Indeed, it was a bit quieter than usual in this tiny town of about 12 residents between Livingston and White Sulphur Springs. The town was named after John Ringling, of Ringling Bros. Circus fame, who had owned a railroad line in the area in the early 1900s. Like Jimmy Buffett's song, which he wrote in the bar one day after his car had broken down, the town of Ringling is practically slippin' away. Once a booming town of 1,500 people when it was a stop on the Milwaukee Railroad line, Ringling's population has dwindled to only a handful of people. The three-feet-thick stone building that was once the local bank's vault still stands, after the town burned down twice, and the Ringling school still holds classes in its small schoolhouse for the few outlying residents.

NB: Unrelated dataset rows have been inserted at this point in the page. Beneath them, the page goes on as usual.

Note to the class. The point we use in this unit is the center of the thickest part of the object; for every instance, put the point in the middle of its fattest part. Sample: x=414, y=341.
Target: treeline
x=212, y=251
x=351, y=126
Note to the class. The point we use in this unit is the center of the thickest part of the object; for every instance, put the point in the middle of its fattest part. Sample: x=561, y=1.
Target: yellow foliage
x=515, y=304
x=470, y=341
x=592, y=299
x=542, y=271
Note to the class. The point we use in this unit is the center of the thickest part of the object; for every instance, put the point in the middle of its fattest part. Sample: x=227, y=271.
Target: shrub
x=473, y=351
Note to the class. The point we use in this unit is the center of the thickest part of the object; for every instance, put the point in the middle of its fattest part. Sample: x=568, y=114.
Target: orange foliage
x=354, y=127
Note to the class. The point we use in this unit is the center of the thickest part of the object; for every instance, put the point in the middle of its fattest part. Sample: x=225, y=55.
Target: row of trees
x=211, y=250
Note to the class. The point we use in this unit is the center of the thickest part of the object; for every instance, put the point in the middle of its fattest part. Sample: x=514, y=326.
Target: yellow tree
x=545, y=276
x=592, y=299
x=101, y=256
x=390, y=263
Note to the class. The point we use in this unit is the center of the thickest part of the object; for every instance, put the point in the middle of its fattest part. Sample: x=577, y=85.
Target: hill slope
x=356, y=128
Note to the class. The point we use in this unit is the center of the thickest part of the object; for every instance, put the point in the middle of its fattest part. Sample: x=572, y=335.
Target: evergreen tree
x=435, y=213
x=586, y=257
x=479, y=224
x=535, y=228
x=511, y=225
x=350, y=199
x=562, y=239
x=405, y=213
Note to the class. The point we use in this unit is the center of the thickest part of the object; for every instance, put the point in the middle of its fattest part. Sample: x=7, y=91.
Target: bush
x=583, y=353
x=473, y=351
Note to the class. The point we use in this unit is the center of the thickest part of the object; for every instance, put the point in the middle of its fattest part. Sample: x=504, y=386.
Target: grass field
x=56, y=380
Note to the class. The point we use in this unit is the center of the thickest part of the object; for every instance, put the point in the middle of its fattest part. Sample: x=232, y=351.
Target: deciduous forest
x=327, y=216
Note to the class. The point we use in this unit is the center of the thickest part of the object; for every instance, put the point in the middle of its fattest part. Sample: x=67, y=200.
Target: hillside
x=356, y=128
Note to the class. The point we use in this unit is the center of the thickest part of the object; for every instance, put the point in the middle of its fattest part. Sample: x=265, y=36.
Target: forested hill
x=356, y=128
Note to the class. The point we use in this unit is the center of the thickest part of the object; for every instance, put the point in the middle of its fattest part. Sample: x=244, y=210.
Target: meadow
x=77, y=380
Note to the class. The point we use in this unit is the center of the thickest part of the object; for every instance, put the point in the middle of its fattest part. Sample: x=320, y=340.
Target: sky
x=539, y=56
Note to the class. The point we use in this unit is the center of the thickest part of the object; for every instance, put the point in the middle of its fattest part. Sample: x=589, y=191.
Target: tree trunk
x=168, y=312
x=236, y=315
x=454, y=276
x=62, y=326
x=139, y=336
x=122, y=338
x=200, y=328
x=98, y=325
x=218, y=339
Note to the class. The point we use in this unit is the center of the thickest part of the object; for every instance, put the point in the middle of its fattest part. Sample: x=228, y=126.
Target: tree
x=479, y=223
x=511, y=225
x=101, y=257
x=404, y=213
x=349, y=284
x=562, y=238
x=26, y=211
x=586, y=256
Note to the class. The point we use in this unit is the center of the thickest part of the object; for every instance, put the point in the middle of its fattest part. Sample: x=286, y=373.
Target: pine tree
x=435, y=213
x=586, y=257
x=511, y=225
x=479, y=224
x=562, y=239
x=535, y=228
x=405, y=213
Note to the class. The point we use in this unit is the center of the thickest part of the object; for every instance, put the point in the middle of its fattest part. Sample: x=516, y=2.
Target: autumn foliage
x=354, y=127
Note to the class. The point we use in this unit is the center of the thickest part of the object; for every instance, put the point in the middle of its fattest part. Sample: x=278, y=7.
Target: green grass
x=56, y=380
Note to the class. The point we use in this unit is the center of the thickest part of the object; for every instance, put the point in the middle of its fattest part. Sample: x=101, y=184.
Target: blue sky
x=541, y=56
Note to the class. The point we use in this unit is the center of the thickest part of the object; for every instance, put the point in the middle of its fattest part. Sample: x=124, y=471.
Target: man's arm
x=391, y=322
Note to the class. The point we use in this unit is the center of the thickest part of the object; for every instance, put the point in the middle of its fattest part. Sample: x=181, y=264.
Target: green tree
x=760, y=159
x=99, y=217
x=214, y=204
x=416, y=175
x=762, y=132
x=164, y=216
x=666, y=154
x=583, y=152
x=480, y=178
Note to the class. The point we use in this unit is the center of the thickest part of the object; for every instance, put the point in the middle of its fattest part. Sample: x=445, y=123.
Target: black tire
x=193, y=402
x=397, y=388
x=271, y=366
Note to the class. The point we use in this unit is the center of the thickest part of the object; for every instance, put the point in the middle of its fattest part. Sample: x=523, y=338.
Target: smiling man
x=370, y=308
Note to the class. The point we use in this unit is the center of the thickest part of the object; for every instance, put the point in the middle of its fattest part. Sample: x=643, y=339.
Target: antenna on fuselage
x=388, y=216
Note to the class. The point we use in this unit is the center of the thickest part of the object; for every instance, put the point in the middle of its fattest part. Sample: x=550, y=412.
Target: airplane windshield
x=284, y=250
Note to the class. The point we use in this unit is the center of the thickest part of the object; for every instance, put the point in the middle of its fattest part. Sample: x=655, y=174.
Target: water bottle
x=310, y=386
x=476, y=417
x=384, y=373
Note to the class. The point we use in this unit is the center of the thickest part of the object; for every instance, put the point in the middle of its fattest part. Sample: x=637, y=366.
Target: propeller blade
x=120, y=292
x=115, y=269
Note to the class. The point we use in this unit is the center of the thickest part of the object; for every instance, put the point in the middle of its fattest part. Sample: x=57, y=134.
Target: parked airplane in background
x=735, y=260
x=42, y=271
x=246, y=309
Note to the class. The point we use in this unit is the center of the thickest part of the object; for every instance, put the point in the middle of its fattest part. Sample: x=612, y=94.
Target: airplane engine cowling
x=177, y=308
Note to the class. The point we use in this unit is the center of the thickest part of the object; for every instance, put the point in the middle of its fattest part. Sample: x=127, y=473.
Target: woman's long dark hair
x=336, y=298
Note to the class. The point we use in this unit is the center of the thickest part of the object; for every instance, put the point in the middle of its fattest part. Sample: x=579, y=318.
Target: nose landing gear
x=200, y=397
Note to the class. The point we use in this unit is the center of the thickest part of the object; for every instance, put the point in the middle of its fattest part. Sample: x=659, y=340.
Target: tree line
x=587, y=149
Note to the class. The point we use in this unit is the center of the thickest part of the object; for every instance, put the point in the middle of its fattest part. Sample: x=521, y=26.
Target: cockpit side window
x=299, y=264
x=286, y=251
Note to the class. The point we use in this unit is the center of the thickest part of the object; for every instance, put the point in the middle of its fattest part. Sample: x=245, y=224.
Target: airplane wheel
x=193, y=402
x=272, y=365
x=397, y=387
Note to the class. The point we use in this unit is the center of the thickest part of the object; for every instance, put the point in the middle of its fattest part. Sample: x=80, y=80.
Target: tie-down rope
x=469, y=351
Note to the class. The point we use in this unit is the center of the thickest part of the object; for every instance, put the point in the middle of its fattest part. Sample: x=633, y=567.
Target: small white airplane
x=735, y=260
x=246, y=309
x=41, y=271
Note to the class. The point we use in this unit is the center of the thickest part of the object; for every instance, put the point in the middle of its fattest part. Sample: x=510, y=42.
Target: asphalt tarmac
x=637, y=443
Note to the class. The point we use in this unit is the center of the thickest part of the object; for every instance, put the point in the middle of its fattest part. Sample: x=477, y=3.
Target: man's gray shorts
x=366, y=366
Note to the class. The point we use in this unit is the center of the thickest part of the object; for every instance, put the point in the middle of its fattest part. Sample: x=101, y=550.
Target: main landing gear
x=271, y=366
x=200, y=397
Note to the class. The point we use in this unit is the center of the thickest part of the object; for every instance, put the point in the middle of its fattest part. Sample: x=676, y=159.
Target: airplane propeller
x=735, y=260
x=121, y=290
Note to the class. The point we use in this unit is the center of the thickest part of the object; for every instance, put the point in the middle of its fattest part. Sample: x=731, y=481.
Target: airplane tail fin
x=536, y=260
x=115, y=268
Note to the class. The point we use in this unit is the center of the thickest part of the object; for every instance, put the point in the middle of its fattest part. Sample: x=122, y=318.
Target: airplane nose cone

A local methanol plant that had briefly pumped some economic lifeblood into the town has been dismantled, and now the tumbleweeds caught in the barbed-wire fence along Highway 47 now outnumber local residents. A small post office remains. The bartender was also the owner of the Ringling Bar, the only bar and restaurant in town which doubles as the town hall, community center and general meeting place for folks from Wilsall to White Sulphur Springs. I'd spent many evenings at this place when I got too lonely back in hunting camp, and made the 13-mile journey over gumbo-covered dirt roads into town for a little conversation. To my friends and family, the name Ringling means only one thing - elk hunting - and for the last dozen or so years it's where I head come fall, to try to put some meat in the freezer.
And that I did. After three days of roaming the sage-covered hills and draws, I found my quarry: a cow elk and a mule deer buck, which I happened to kill within about three feet of where I shot a bull elk 10 years ago, almost to the day. Call it divine intervention, I guess. But the bounty that I've retrieved out of these hills for the last 12 years seems a bit harder to get at these days.
Outfitters have leased much of the private ground that we'd once had access to, and the public land takes horses to get to. As I get older, the privilege to hunt elk in Montana becomes more and more important to me. I can't imagine living in a state where I wouldn't have the chance to harvest my own big-game animals, provide food for my family and continue the heritage of humans being an active part in the food chain instead of just being consumers. (Actually I could not imagine living in any other state, period.) I read a recent article in the Montana Wildlife Federation's newsletter about the value of hunting, and how residents and nonresidents put a dollar figure on the opportunity to hunt.
The article came on the heels of an election year in which Montana voters passed a statewide Constitutional amendment to preserve our right to hunt. We Montanans put a high value on hunting, at the cost of better jobs that we could likely have in say, California. And that freezer at my house full of elk and deer meat? I guess if I had to put a price tag on it, it's worth a cool 20 grand to me.